From Bones to Rocks: A Systematic Evaluation of Specialized Definition Generation for Portuguese

Proceedings of the Fifteenth Language Resources and Evaluation Conference (LREC 2026)

Abstract

This work presents a systematic evaluation of Large Language Models (LLMs) for generating specialized definitions in Portuguese, focusing on the medical and geological domains. We introduce a robust benchmark and employ a rigorous, statistically grounded evaluation framework, including 5-fold cross-validation and significance testing, to ensure the reliability and generalizability of our findings. Our comprehensive experiments with various open-source, decoder-only LLMs explore in-context learning (ICL) with diverse prompting strategies, ranging from zero-shot to few-shot and contextual information.
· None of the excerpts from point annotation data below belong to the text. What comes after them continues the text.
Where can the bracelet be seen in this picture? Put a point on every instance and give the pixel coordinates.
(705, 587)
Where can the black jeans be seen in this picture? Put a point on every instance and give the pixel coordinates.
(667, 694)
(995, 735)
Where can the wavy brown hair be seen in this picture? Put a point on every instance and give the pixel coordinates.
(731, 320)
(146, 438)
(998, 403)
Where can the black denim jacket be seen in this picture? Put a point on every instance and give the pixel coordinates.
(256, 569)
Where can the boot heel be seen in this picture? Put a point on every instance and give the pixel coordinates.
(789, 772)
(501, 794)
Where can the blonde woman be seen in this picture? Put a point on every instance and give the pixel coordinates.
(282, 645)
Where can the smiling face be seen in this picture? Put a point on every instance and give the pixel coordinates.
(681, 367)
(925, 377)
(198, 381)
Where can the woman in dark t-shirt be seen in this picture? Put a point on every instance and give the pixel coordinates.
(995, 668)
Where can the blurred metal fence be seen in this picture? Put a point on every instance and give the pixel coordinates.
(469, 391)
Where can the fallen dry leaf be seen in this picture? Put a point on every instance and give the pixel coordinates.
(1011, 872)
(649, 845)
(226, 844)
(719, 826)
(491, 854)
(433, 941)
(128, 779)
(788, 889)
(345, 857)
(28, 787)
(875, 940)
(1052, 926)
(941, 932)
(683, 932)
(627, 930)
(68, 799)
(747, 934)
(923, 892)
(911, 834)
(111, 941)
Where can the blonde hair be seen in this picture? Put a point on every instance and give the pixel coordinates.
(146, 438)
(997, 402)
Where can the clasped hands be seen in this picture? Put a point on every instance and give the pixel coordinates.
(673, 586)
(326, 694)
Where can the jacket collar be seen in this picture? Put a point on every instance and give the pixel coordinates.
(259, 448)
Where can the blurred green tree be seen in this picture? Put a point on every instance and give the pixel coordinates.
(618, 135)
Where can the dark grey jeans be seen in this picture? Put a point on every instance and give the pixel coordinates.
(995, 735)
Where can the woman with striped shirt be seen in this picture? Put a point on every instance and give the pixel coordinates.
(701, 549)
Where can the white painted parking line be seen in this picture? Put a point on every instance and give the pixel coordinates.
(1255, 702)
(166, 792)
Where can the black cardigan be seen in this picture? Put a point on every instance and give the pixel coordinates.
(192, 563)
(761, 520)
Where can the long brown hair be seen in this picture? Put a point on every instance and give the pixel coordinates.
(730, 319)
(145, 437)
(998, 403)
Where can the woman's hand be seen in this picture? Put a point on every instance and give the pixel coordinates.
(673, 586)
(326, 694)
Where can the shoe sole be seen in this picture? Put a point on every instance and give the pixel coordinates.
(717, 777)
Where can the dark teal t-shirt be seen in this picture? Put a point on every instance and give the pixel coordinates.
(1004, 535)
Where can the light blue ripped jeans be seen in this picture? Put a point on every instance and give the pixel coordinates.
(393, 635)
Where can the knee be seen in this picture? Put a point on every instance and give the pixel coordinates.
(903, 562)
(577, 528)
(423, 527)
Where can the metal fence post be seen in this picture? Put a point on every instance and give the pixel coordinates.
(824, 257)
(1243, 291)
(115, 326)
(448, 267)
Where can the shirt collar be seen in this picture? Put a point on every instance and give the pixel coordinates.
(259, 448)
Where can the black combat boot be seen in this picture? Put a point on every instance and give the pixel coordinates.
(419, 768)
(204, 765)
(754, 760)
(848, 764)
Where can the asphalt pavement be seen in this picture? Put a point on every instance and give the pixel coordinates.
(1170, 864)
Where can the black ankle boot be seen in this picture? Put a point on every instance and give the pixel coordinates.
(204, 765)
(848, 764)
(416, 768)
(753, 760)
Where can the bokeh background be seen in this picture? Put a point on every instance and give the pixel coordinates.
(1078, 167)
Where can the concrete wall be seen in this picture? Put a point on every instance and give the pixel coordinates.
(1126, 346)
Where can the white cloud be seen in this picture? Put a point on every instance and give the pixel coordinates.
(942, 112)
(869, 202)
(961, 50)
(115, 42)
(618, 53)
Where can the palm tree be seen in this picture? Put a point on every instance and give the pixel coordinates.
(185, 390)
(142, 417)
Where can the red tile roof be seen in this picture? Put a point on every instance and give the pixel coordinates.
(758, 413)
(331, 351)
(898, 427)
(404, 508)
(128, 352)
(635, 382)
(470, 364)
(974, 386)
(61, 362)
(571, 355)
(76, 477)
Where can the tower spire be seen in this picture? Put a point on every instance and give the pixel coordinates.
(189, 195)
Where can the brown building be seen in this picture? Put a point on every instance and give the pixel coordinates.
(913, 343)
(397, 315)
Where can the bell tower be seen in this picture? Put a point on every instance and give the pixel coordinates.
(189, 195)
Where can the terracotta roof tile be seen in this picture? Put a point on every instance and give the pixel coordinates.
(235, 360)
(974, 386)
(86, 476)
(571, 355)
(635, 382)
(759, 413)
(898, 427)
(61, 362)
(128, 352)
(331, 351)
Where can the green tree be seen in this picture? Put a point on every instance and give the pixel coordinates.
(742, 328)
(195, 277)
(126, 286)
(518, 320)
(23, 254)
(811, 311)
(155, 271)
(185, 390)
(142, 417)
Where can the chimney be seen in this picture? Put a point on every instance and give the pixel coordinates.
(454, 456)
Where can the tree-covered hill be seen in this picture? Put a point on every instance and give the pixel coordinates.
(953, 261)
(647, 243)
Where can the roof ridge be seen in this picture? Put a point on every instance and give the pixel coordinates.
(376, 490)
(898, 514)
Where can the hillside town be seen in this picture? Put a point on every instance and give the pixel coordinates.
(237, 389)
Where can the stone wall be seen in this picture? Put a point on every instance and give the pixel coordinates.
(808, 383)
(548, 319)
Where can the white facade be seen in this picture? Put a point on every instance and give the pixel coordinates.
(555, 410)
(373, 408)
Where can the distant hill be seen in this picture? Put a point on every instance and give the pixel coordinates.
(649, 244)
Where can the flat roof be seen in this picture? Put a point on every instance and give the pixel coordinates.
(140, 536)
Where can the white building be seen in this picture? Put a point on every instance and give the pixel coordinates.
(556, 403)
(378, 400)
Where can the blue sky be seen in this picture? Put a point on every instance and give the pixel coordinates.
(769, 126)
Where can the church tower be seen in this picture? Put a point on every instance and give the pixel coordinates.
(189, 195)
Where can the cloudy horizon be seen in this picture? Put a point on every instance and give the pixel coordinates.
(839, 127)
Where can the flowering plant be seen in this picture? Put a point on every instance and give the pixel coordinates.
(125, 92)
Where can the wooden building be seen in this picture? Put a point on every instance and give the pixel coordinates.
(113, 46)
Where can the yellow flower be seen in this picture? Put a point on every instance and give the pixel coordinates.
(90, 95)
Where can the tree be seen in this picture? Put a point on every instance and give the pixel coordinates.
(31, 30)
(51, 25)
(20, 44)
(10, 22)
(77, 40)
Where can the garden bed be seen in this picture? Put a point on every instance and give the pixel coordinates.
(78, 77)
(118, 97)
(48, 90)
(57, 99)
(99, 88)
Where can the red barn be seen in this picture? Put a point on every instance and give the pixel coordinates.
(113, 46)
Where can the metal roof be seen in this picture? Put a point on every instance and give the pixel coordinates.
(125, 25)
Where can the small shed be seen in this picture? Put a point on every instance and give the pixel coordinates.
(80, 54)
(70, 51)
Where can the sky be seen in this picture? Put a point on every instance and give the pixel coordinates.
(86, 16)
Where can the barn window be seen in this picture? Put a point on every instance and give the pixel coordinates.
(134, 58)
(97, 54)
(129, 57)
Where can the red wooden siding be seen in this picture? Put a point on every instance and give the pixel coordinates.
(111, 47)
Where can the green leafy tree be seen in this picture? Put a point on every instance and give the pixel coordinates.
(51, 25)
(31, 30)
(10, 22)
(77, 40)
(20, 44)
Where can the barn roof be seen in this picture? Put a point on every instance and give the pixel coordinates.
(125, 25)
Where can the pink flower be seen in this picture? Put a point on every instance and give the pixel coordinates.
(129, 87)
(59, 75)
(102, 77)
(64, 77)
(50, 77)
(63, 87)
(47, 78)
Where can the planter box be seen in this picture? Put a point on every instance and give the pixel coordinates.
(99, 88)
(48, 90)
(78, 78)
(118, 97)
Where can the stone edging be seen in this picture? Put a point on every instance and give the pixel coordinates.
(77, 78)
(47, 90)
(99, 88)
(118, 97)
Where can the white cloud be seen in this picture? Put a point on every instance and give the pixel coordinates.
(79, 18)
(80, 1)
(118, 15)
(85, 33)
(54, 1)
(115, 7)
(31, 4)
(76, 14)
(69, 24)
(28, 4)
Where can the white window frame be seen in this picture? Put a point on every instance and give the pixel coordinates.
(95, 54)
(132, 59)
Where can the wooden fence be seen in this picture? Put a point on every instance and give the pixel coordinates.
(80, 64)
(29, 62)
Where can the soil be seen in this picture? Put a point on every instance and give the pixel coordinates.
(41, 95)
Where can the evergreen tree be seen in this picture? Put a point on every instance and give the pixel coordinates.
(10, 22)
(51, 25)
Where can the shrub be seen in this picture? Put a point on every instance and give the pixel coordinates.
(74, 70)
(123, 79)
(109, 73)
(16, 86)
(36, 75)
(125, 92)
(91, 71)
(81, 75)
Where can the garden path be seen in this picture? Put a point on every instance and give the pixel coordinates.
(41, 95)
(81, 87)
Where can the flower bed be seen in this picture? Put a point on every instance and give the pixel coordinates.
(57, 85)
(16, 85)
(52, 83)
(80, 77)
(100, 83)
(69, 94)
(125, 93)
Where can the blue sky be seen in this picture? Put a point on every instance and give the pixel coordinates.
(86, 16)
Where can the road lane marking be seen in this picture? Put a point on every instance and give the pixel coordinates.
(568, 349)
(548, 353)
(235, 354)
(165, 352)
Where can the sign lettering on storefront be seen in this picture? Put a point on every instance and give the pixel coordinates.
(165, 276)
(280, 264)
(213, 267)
The evaluated models include multilingual architectures and one model that underwent continued pretraining specifically for Portuguese, allowing us to assess the impact of language adaptation on definition generation quality. The results indicate that most evaluated models perform effectively in this task, with relatively small performance differences among the top models. Statistical analyses confirmed that these differences are not consistently significant, suggesting that several open LLMs, regardless of their size, multilingual capacity, or language specialization, offer comparable effectiveness for Portuguese definition generation. These findings provide valuable insights for selecting and adapting models for specialized NLP tasks in low-resource languages like Portuguese.